Amour et marchandise chez Elvis Presley

D'un voyage à Lorgues (Var), en avril 2023. — Sur la rocade de Nîmes saturée, comme souvent, par le trop plein du trafic, lorsque le conducteur impatient, pris dans une circulation par à-coups abrutissante et fastidieuse, cherche un dérivatif..., découvert la chanson d'Elvis Presley One-sided love affair. — Je la tenais en réserve depuis plusieurs années, enregistrée sur un CD, mais elle m'était passée à côté. Cette fois, elle m'a littéralement frappé, plu, amusé, conquis. L'interprétation en est ardente, intense (Pourrait-il en être autrement s'agissant d'Elvis ?) et l'ensemble loufoque (cas non unique chez ce grand interprète). — L'amour sous la métaphore d'un contrat commercial... (Comparer avec le Code civil napoléonien, titre V dit Du mariage, chapitres premier à VIII... Versions de l'amour où celui-ci ne règne pas de façon impérieuse ou capricieuse mais se régule sous forme contractuelle. Une anthropologie morale trouverait amplement à méditer à voir ainsi les formes indomptées du sentiment — flamme romantique, désir débridé, pulsion immaîtrisée et le cas échéant destructrice — formatées par la régulation bourgeoise et l'esprit de gestion. Ironie et source d'étonnement que de voir se rapprocher — jusqu'à un certain point — une police sentimentale conçue par un aréopage de juristes conservateurs et — en d'autres temps et sous d'autres cieux — un produit récréatif sorti d'un populaire studio de Rythm & blues. Similarités et différences...).

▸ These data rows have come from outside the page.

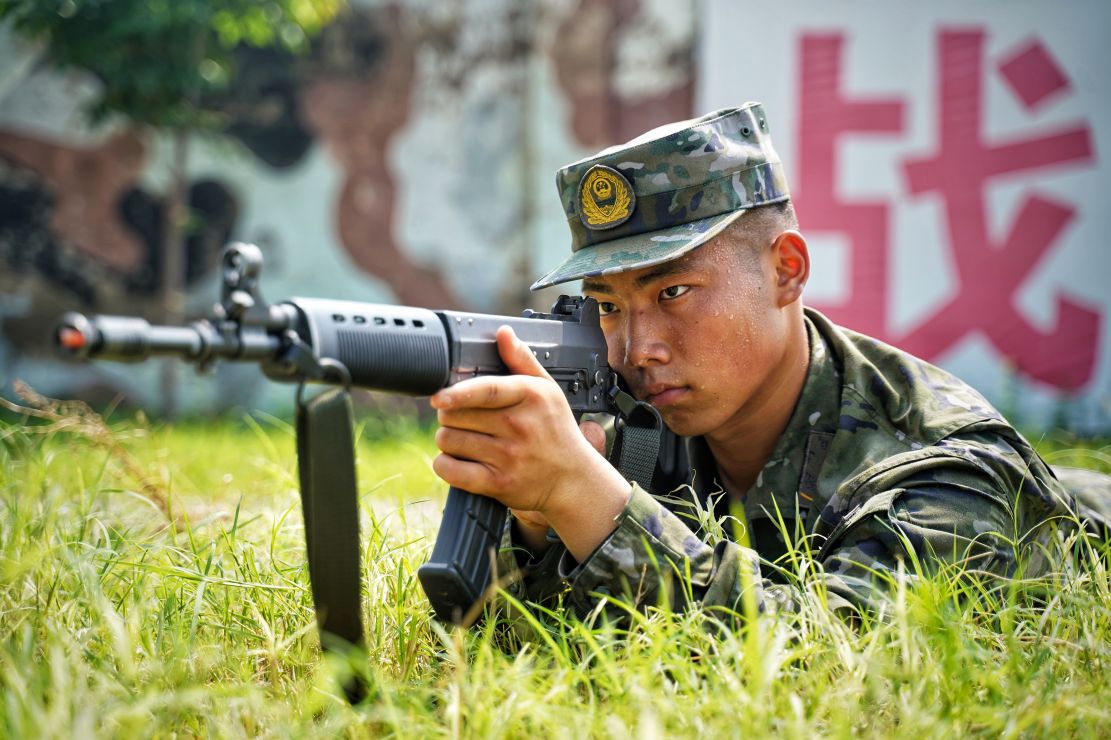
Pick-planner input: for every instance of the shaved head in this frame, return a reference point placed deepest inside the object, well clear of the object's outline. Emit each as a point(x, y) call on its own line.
point(758, 228)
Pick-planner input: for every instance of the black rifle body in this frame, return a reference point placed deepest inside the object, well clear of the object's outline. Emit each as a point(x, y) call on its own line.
point(378, 347)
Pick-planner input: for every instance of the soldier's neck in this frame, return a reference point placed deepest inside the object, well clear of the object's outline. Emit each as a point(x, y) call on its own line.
point(741, 449)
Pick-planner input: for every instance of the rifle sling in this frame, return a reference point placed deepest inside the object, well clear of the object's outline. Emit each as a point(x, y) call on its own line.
point(640, 446)
point(329, 498)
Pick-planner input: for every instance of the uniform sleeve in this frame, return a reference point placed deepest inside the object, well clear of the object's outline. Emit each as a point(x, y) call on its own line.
point(916, 529)
point(914, 525)
point(982, 509)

Good understanding et fair exchange sont garanties de no robbery. La chanson vante la réciprocité comme donnant-donnant et transforme l'amour en transaction équitable. Principe du donner-recevoir : If you know you can't take it, well baby, why try to give it ? Il me semble que ce credo si fortement proclamé pourrait être la prestation survoltée (le boniment endiablé) d'un marchand de camion à friandises nouvellement converti à la loi du commerce appliquée à tout, rempli de sa conviction, de sa foi authentique, emporté sans remède dans la trépidation machinique d'un monde moderne alors au sommet de sa puissance... et faisant sans complexe l'économie de tout contrepoids. Triomphe d'une foi aussi simpliste que sûre d'elle, sans mécanisme de correction ou de rappel vers une doctrine plus pondérée.

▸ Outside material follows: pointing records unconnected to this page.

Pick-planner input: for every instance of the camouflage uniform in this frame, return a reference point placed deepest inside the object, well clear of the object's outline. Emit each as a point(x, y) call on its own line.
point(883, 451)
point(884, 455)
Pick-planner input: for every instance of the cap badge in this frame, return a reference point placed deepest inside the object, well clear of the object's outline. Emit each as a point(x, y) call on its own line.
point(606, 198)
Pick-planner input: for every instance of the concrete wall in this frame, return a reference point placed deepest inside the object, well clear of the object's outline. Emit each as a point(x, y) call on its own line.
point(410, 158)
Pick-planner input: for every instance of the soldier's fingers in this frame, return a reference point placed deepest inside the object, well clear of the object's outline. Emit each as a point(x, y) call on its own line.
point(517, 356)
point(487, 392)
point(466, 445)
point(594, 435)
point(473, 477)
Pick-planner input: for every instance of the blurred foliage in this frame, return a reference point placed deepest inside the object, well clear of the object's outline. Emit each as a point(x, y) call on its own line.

Plus tard, j'écoutais One-sided love affair en boucle sur les petites routes zigzaguant parmi les pins et les chênes blancs du sud-est de la France, environnement colonisé par la ferveur pavillonnaire et la loi du chacun chez soi, selon des principes d'aménagement correspondant à une variété mythologique plus morose et moins assurée (avec — écho servile d'un américanisme sécuritaire et pourrissant — les inévitables panneaux installés aux entrées des lotissements : Voisins vigilants), mentalité incertaine bien caractéristique de notre époque, héritière épuisée de cette ère d'apothéose où coïncidèrent le triomphe de la société de masse, l'extase de la consommation et les débuts ondoyants d'Elvis Presley (personnage multiforme et polysémique, en quête perdue d'unité, secrètement travaillé par l'angoisse et la dualité).

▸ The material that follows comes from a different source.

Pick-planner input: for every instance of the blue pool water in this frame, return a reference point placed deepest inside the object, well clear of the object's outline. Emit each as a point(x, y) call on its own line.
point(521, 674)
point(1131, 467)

Cette chanson pourrait être comparée à d'autres et située dans le répertoire riche et contrasté du grand rockeur (Reluctant rebel, selon les termes d'un des nombreux essais biographiques qu'il inspira)... au carrefour des contradictions.

Elvis: Rock-and-Roll’s Reluctant Rebel, Glen Jeansonne & David Luhrssen. History Today. Volume 57, Issue 8. August 2007.